O'Reilly logo
live online training icon Live Online training

Network Troubleshooting: Basic Theory and Process

Russ White

Troubleshooting is a fundamental skill for all network engineers, from the least to most experienced. However, there is little material on correct and efficient troubleshooting techniques in a network engineering context, and no (apparent) live training in this area. Some chapters in books exist (such as the Computer Networking Problems and Solutions, published in December 2017), and some presentations in Cisco Live, but the level of coverage for this critical skill is far below what engineers working in the field to develop solid troubleshooting skills.

This training focuses on the half-split system of troubleshooting, which is widely used in the electronic and civil engineering domains. The importance of tracing the path of the signal, using models to put the system in context, and the use of a simple troubleshooting “loop” to focus on asking how, what, and why are added to the half-split method to create a complete theory of troubleshooting. Other concepts covered in this course are the difference between permanent and temporary fixes and a review of measuring reliability. The final third of the course contains several practical examples of working through problems to help in applying the theory covered in the first two sections to the real world.

What you'll learn-and how you can apply it

This course will focus on the theory of troubleshooting. By taking this course, you will develop a strong mental model of efficient troubleshooting, helping you reduce MTTR, and even MTBM, in real life deployments. The half-split method, the use of models from forwarding systems to protocol layers, and the general concepts of root cause analysis are all covered.

This training course is for you because...

  • You want to move from ad hoc styles of troubleshooting to more systematic styles
  • You want to have specific, actionable methods to use for troubleshooting network problems and to stage information to improve MTTR
  • You want to understand the relationship between redundancy and resilience better
  • You want to understand the relationship between technical debt, root causes, and problem repair better

Prerequisites

  • A basic understanding of network design and operation (perhaps at the network professional level)
  • A basic understanding of OSPF, IS-IS, BGP, and IP forwarding

Resources

About your instructor

  • Russ White began working with computers in the mid-1980's, and computer networks in 1990. He has experience in designing, deploying, breaking, and troubleshooting large scale networks, and is a strong communicator from the white board to the board room. Across that time, he has co-authored more than forty software patents, participated in the development of several Internet standards, helped develop the CCDE and the CCAr, and worked in Internet governance with the Internet Society.

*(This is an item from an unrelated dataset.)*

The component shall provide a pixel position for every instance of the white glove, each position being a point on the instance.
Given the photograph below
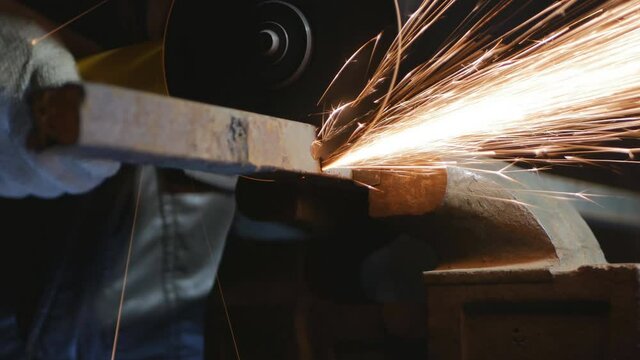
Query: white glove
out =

Russ has a background covering a broad spectrum of topics, including radio frequency engineering and graphic design, and is an active student of philosophy and culture.

    Russ is a co-host at the Network Collective, serves on the Routing Area Directorate at the IETF, co-chairs the BABEL working group, serves on the Technical Services Council/as a maintainer on the open source FR Routing project, and serves on the Linux Foundation (Networking) board. His most recent works are Computer Networking Problems and Solutions, The Art of Network Architecture, Navigating Network Complexity, and the Intermediate System to Intermediate System LiveLesson.

    MSIT Capella University, MACM Shepherds Theological Seminary, PhD (in progress) Southeastern Baptist Theological Seminary CCIE #2635, CCDE 2007::1, CCAr

Schedule

The timeframes are only estimates and may vary according to how the class is progressing

Segment 1: Foundations

Length: 50 minutes

  • MTTR, MTBM, MTBM
  • Resiliency in terms of troubleshooting
  • Positive feedback loops
  • Automated processes and fragility
  • The troubleshooting process
  • Avoiding the narrows
  • Using models to dive deeper
  • Using abstraction to counter the combinatorial explosion
  • When abstractions leak
  • What, how, and why models

10 Minute Break

Segment 2: Process

Length: 50 minutes

  • The theory of half split, as seen from search trees
  • Putting it together: a simple troubleshooting loop and the half-split
  • Using manipulability theory to prove it
  • Observations on observations

10 Minute Break

Segment 3: Examples

Length: 50 minutes

  • The EIGRP case
  • The BGP case
  • IS-IS and BFD

10 minute final Question and Answer Period